Первую трансформацию искусству слова пришлось совершить в XX в., когда этого потребовал кинематограф. А он этого именно потребовал, поскольку выяснилось, что киноизображение не способно войти в органическую художественную связь с существовавшими литературными родами — ни с эпическим, ни с лирическим, ни даже с драматическим. Кинематограф оставался простым способом иллюстрирования повестей и пьес, пока не сложился новый род литературы — киносценарий — со своей специфической художественной структурой, существенно отличной от строения классических литературных родов, но вобравшей в себя в переработанном виде многие их элементы1. Тот синтез эпоса, лирики и драмы, который Днепров приписал роману, в действительности оказался характернейшей особенностью киносценарного рода литературного творчества. В свое время Е. Габрилович, исходя из того, что «кинодраматургия — литература {401} особого вида», обнаруживал своеобразие этого вида в особой «взаимосвязи диалога и прозы» (194, 20 – 37). Интересно, что далее, обращаясь к анализу нового компонента киноискусства — закадрового голоса, который «уничтожил немоту автора» так же, как раньше звуковое кино «уничтожило немоту персонажей фильма», Габрилович натолкнулся здесь, в сущности, на участие лирического элемента в кинодраматургическом синтезе, хотя не сумел это достаточно четко сформулировать (там же, 39 сл.).

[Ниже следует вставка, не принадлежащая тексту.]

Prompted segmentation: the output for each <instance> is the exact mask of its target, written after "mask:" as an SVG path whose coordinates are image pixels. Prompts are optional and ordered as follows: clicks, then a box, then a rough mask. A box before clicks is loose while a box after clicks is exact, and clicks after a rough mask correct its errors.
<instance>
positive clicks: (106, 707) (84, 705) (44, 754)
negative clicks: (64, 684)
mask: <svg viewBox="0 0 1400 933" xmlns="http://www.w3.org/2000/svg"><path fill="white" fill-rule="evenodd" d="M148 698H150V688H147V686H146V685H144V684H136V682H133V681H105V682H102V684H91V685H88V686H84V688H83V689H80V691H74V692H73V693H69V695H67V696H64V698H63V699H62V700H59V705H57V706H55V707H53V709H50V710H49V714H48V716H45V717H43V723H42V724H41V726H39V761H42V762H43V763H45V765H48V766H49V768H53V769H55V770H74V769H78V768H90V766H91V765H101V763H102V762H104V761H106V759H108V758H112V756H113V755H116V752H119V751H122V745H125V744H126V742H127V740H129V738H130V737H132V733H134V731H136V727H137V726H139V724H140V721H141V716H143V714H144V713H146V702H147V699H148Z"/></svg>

Разумеется, сценарий может по-разному сочетать родовые черты классических структур словесного искусства — показательно в этом смысле прочно утвердившееся в теории различение поэтического и прозаического кинематографа (см. специально посвященное этому интересное исследование Е. Добина — 209). В поэтическом фильме художественной доминантой является лирическое начало (вспомним, напр., фильм «Иваново детство»), в прозаическом такую роль играет начало эпическое (таков, напр., «Председатель»). Несомненно, однако, что существует и третий род фильмов — типа «Мари-Октябрь» или «Двенадцать разгневанных мужчин», структурной доминантой которых является драматическое начало и строение которых близко поэтому строению пьесы. Соответственно следует выделить не два, а три жанровых типа киносценарной литературы — кинопоэму, киноповесть или кинороман и кинопьесу (названия эти, конечно, условны, так как во всех трех случаях мы имеем дело всего лишь с преобладанием лирического, эпического или драматического способов изображения жизни, при единстве всех трех в синтетической структуре киносценария).

Впрочем, небезынтересен и тот факт, что последние названные нами фильмы снимались по заказу телестудий. Уже отсюда можно сделать предположение, что жанр «кинопьесы» стоит на грани телевизионного сценария и в него непосредственно перетекает.

Это предположение оправдывается при изучении реального положения вещей. Потому что процесс становления телевизионного искусства имел для родовой дифференциации литературного творчества последствия, аналогичные тем, какие имело развитие киноискусства. Быть может, еще рано говорить о существовании телесценария как самостоятельного и художественно полноценного в своей самостоятельности явления, но не подлежит сомнению, что здесь уже нащупываются контуры специфической художественной структуры, отличной от структуры киносценария и являющейся ростком будущего полноценного рода литературного творчества. Во всяком случае, такой крупный {402} практик и теоретик, как Роберте, утверждает, что на телевидении складывается «новый вид драматургии» (295).

Еще один новый род литературы сформировался в результате влияния на нее радиоискусства. Тут есть уже значительные художественные достижения — сошлемся хотя бы на замечательные радиопьесы Бёля, — которые позволяют считать рождение этого нового рода литературы состоявшимся (его особенности хорошо описаны в монографии Марченко — см. 265).

Все сказанное мы можем снова резюмировать в таблице:

Табл. 47

{403} Эта таблица, как нам кажется, достаточно наглядно показывает: реальная сила, вызывающая родовую дифференциацию искусства слова, — это его живые контакты с другими видами искусства. Она позволяет вполне отчетливо увидеть, что структура словесного творчества всякий раз модифицировалась, во имя того, чтобы стать пригодной для органического слияния с тем или иным смежным искусством.